The Jewish, Odesa-born poet, Semyon Izrailevich Lipkin (1911–2003), was a central figure in modern Russian literature, although until recently, he was best known in the West for his role in preserving the manuscript of Vasily Grossman’s Life and Fate from the KGB. As a Soviet journalist in WW2, he witnessed and wrote about the horrors of Stalingrad, which led the Nobel Laureate Josef Brodsky to refer to him as ‘Russia’s war poet’. Later, during the years of Stalin’s deportation of ethnic groups, Lipkin translated and preserved the language and writings of Tajiks, Uzbeks, and Tatars and, in doing so, became a living repository of their culture for which he risked censure and arrest from the Soviet authorities.
In this memoir, Lipkin’s humanity, civic courage, and friendship with many important Russian writers – Anna Akhmatova, Marina Tsvetaeva, Andrei Platonov, and of course, Grossman himself – shine through the reports of terror and oppression that characterized this most turbulent period of Russian history.

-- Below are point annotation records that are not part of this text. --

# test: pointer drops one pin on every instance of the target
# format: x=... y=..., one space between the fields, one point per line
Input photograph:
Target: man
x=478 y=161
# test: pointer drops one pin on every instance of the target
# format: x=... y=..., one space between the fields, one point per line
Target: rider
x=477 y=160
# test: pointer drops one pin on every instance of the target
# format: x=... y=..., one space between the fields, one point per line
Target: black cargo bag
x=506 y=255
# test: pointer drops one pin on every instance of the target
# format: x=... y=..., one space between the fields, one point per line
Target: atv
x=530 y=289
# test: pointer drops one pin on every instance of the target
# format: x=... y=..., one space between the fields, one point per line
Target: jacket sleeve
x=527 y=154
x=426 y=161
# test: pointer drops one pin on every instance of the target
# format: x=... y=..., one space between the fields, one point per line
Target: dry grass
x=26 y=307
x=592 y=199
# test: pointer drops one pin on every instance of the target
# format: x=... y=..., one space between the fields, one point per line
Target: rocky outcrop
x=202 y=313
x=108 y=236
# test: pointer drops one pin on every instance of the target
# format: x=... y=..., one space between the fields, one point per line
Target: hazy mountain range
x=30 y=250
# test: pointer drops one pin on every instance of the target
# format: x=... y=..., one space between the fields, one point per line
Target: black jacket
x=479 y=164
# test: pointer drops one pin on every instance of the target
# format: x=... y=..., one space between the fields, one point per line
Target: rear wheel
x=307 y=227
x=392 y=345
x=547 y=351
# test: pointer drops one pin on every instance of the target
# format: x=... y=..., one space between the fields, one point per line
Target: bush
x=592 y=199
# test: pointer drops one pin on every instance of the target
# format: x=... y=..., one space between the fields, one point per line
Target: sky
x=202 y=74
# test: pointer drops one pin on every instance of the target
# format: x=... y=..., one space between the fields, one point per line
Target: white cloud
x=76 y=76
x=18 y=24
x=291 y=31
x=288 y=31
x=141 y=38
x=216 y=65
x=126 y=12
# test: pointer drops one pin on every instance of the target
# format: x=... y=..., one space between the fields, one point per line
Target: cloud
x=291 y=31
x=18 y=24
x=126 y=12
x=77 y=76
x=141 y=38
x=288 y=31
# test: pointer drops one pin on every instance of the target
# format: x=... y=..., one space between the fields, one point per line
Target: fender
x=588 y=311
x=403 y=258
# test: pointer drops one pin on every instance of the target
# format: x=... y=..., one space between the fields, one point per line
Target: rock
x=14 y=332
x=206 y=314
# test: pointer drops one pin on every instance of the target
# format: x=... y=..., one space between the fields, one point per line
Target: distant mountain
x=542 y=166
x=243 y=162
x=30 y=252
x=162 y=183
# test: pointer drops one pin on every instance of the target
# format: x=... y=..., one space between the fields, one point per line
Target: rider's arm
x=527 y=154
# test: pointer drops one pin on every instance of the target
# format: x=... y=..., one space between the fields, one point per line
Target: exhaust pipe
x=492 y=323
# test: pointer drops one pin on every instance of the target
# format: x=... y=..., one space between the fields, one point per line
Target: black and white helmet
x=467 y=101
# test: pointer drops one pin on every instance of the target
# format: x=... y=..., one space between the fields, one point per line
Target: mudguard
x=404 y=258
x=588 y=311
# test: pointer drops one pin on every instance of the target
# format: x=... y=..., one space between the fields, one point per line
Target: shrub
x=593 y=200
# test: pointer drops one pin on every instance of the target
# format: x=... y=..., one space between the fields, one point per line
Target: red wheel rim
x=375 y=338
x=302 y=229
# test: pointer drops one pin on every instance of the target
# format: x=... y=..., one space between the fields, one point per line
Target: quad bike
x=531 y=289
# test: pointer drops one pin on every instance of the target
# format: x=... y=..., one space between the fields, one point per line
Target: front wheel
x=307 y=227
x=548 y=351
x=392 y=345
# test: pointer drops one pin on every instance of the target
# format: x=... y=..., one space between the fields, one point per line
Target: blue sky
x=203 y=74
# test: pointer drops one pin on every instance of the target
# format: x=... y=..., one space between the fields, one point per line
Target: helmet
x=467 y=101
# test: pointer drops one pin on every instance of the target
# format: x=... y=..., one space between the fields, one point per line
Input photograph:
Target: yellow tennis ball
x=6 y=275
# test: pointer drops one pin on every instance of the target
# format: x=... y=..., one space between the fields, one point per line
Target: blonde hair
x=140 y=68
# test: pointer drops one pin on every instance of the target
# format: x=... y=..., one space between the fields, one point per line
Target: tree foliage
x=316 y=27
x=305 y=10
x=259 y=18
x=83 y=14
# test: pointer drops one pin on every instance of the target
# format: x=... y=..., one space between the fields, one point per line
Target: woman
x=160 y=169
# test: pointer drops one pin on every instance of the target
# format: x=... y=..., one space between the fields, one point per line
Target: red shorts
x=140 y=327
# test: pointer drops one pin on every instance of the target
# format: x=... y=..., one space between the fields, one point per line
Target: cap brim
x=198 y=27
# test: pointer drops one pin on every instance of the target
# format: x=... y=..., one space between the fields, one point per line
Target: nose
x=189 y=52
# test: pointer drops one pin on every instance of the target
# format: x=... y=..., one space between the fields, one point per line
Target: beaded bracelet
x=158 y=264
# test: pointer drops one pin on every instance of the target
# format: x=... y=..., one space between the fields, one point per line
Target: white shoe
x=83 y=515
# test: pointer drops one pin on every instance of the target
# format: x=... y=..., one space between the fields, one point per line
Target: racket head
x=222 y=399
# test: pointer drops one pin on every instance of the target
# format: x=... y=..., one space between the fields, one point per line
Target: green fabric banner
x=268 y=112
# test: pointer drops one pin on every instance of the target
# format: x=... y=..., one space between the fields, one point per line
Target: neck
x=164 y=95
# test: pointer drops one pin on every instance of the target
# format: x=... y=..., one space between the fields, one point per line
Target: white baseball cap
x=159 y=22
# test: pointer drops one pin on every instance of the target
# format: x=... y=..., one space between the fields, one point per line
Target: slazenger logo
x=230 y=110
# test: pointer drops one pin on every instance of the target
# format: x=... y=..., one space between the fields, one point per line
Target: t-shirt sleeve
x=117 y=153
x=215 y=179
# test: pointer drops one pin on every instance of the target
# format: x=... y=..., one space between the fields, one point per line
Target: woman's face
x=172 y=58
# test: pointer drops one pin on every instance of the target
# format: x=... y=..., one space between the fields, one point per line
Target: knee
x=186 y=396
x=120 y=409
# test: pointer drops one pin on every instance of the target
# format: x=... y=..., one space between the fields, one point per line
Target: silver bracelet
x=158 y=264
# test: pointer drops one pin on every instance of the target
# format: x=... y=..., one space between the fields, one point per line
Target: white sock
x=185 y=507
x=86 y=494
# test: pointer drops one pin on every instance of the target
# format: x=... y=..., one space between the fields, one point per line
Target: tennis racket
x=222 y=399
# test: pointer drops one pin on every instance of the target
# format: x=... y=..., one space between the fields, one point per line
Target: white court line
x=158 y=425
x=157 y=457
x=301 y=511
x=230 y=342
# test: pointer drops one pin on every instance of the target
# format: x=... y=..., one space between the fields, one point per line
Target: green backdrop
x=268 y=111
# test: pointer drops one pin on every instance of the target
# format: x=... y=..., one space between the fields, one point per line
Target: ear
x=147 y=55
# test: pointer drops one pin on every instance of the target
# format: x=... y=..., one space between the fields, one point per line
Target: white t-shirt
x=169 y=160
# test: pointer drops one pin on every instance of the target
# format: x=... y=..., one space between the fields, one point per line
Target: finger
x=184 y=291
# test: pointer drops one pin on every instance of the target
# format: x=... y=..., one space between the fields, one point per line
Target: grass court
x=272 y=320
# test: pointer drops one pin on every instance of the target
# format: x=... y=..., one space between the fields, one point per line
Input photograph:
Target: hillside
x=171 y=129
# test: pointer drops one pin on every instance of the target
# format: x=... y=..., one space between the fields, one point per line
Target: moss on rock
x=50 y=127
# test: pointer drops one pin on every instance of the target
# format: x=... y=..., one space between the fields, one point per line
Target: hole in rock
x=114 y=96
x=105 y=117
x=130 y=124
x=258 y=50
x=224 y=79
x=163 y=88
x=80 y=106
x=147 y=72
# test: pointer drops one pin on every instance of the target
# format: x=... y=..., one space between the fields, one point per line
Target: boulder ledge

Lipkin’s literary memoir is a riveting exploration of an epoch through the eyes of a remarkable witness who met and befriended some of the most notable Soviet writers of the twentieth century including Mandelstam, Tsvetaeva, Platonov, Akhmatova and, most importantly, Vasily Grossman. The story of Lipkin’s friendship with Grossman, which takes up most of the memoir, not only brings to life Grossman’s personality but also reveals that in the face of immense pressure neither Lipkin nor Grossman “lost the human in themselves”. Lipkin’s pen, to play with an expression found in this book in a letter by Grossman, is not powerless. On the contrary, it moves us and touches us deeply. We are much indebted to Green and Makarov for having made parts of Lipkin’s splendid memoir available to a wide readership. Thank you for having brought [him] to my attention. He is a wonderful writer.
– Professor Paolo Mancosu – author of Inside The Zhivago Storm (Feltrinelli 2013).